Let me start, Mr. Chairman, by expressing my disappointment that 16 months into this Administration, the Science Committee has yet to receive testimony from EPA Administrator Scott Pruitt. Mr. Pruitt has appeared in front of multiple other committees multiple times. Yet, our repeated inquiries as to when we can expect Mr. Pruitt to appear in front of our committee have been met with unfulfilled assurances that plans are in motion. By not inviting Mr. Pruitt to testify you are not only preventing this Committee from carrying out its oversight responsibilities, but you are preventing the American public from holding Mr. Pruitt accountable for his actions. Mr. Chairman, it is not too late. I ask you to commit today to holding a full committee hearing before the August recess with Administrator Pruitt so that members on this Committee can do their jobs and get answers for the American people.

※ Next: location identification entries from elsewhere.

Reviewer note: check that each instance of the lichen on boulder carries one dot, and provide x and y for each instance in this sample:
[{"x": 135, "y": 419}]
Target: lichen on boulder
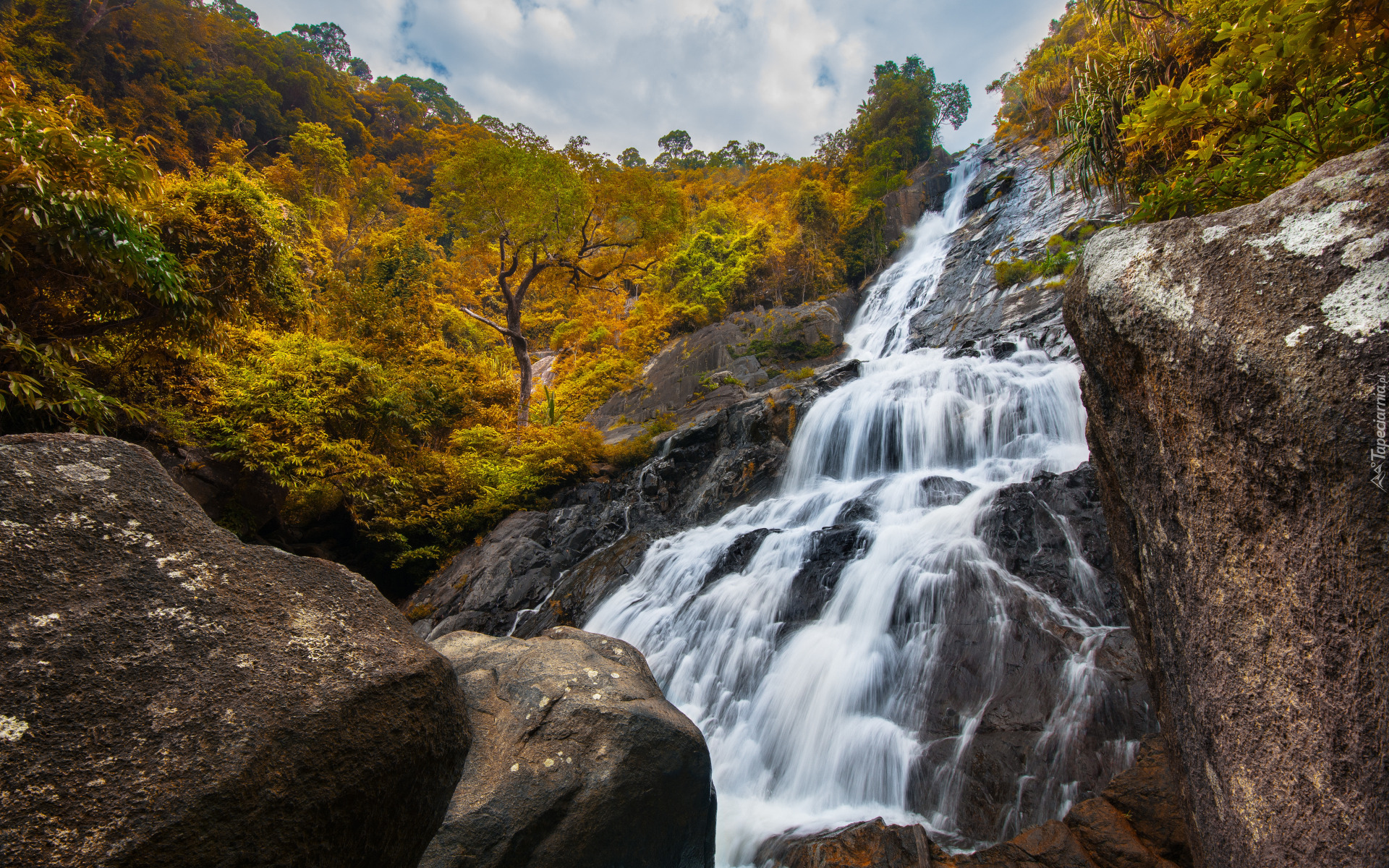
[{"x": 170, "y": 696}]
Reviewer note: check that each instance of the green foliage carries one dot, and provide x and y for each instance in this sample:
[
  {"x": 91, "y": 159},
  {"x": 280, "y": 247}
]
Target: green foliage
[
  {"x": 1194, "y": 106},
  {"x": 1295, "y": 84},
  {"x": 717, "y": 265},
  {"x": 898, "y": 124},
  {"x": 82, "y": 261},
  {"x": 1059, "y": 259}
]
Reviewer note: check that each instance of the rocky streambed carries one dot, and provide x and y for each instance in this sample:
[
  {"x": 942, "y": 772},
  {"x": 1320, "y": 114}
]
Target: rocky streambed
[{"x": 912, "y": 552}]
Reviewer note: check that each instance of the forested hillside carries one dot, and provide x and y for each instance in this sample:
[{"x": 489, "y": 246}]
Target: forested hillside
[
  {"x": 1185, "y": 107},
  {"x": 242, "y": 241},
  {"x": 342, "y": 282}
]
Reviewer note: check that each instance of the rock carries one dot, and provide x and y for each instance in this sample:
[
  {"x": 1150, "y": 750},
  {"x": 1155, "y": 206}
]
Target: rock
[
  {"x": 246, "y": 503},
  {"x": 608, "y": 528},
  {"x": 1137, "y": 824},
  {"x": 815, "y": 582},
  {"x": 1109, "y": 836},
  {"x": 1149, "y": 795},
  {"x": 925, "y": 191},
  {"x": 577, "y": 760},
  {"x": 1050, "y": 527},
  {"x": 171, "y": 696},
  {"x": 1046, "y": 846},
  {"x": 1049, "y": 532},
  {"x": 542, "y": 570},
  {"x": 691, "y": 375},
  {"x": 1013, "y": 211},
  {"x": 1235, "y": 388},
  {"x": 863, "y": 843}
]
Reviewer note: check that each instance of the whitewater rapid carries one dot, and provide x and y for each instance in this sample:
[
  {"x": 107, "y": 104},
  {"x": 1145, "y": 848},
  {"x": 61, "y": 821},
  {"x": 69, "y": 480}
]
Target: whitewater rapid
[{"x": 818, "y": 720}]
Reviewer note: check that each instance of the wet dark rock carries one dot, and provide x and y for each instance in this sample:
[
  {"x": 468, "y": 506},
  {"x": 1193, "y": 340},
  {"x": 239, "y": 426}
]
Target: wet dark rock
[
  {"x": 542, "y": 570},
  {"x": 739, "y": 555},
  {"x": 859, "y": 845},
  {"x": 815, "y": 584},
  {"x": 1013, "y": 210},
  {"x": 924, "y": 191},
  {"x": 1025, "y": 534},
  {"x": 577, "y": 760},
  {"x": 1038, "y": 528},
  {"x": 1233, "y": 363},
  {"x": 943, "y": 490},
  {"x": 1149, "y": 796},
  {"x": 1135, "y": 824},
  {"x": 175, "y": 697}
]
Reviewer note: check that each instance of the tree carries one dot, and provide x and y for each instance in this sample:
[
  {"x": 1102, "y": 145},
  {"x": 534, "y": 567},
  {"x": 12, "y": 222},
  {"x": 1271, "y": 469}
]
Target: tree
[
  {"x": 328, "y": 41},
  {"x": 678, "y": 152},
  {"x": 527, "y": 208},
  {"x": 898, "y": 124},
  {"x": 80, "y": 256}
]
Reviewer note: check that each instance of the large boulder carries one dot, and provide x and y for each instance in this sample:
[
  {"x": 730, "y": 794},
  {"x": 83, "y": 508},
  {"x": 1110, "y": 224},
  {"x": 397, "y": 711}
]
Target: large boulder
[
  {"x": 1235, "y": 389},
  {"x": 578, "y": 762},
  {"x": 171, "y": 696},
  {"x": 720, "y": 365}
]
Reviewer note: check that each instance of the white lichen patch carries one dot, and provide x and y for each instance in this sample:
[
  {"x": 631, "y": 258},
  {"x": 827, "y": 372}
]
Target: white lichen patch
[
  {"x": 84, "y": 471},
  {"x": 13, "y": 729},
  {"x": 1123, "y": 273},
  {"x": 310, "y": 635},
  {"x": 185, "y": 621},
  {"x": 1360, "y": 306},
  {"x": 1357, "y": 253},
  {"x": 1295, "y": 336},
  {"x": 1312, "y": 234}
]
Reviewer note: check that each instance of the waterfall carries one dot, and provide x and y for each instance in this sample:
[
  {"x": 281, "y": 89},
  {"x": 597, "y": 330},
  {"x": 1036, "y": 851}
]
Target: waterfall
[{"x": 833, "y": 697}]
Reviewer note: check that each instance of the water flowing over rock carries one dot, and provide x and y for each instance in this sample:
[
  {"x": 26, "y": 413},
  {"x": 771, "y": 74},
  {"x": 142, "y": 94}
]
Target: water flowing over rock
[
  {"x": 171, "y": 696},
  {"x": 1235, "y": 389},
  {"x": 865, "y": 639},
  {"x": 1011, "y": 213},
  {"x": 720, "y": 365},
  {"x": 1135, "y": 824},
  {"x": 577, "y": 760}
]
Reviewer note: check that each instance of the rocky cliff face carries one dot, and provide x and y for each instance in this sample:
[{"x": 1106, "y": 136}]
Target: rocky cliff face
[
  {"x": 1135, "y": 822},
  {"x": 1013, "y": 211},
  {"x": 170, "y": 696},
  {"x": 1235, "y": 389}
]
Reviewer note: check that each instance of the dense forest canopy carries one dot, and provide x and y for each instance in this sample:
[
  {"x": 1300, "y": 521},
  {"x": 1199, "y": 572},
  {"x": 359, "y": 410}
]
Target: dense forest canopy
[
  {"x": 220, "y": 237},
  {"x": 1191, "y": 106}
]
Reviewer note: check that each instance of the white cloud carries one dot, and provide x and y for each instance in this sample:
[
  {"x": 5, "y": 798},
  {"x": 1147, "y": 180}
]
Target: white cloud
[{"x": 626, "y": 71}]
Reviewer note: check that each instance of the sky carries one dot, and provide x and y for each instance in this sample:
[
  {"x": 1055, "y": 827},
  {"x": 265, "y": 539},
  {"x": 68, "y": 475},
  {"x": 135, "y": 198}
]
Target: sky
[{"x": 625, "y": 72}]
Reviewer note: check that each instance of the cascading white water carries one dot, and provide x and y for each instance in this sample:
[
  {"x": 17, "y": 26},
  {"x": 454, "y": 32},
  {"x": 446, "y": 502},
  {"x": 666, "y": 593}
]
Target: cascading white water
[{"x": 824, "y": 717}]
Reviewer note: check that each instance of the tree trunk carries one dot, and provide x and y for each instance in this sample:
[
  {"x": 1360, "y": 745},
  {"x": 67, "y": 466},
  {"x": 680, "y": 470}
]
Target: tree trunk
[{"x": 522, "y": 353}]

Today's hearing should be an opportunity to have a comprehensive discussion about the necessary climate adaptation and mitigation strategies our country needs to address climate change. Instead, today's hearing is a continuation of the Majority's seemingly unending attempts to call into question climate science and promote delay instead of action. We will hear familiar stories from two witnesses who are making repeat appearances, one of whom who has testified numerous times in the past, espousing the same views on climate for that we have heard before. Climate is a complex and critically important issue. We cannot do good oversight if we only hear from those whom we have already heard.

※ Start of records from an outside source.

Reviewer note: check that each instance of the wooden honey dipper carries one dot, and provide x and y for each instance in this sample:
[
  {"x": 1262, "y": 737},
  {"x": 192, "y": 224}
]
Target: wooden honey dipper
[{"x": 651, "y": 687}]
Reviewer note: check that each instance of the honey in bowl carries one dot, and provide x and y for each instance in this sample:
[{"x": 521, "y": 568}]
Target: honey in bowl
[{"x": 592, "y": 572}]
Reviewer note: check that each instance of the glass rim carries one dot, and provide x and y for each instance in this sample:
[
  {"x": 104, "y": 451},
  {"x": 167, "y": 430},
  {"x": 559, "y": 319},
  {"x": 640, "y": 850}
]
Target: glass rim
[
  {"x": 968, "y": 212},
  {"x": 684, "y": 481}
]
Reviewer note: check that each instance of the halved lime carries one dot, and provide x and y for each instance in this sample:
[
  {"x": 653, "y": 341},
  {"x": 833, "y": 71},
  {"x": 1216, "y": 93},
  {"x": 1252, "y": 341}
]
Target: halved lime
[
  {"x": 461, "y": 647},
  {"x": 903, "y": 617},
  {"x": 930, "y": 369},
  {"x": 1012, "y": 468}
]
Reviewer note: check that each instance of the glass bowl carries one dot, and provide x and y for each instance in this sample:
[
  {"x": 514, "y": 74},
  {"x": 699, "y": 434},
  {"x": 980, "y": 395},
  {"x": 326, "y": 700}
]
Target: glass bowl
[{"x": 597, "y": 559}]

Despite the title of this hearing, none of the witnesses invited by the Majority are themselves developers of technologies used in climate adaptation. Instead, the hearing seems to be focused on setting up a false policy choice between mitigation and adaptation strategies. In reality, adaptation and mitigation are not either/or solutions, and there is strong evidence to suggest that both adaptation and mitigation strategies are necessary. The Risky Business Project, the Intergovernmental Panel on Climate Change, and the 2017 National Climate Assessment, all recognize that near-term and long-term benefits from mitigation, and long-term benefits from adaptation, are mutually achievable.
Let me state this clearly: the reality of climate change is inescapable. Our planet is warming, and human activity is a major driver of that warming. The visible impacts of climate change are everywhere, and while the Trump Administration has already set us on a backwards trajectory when it comes to dealing with the causes of climate change, we must not permit a similar retreat when dealing with responses to climate change.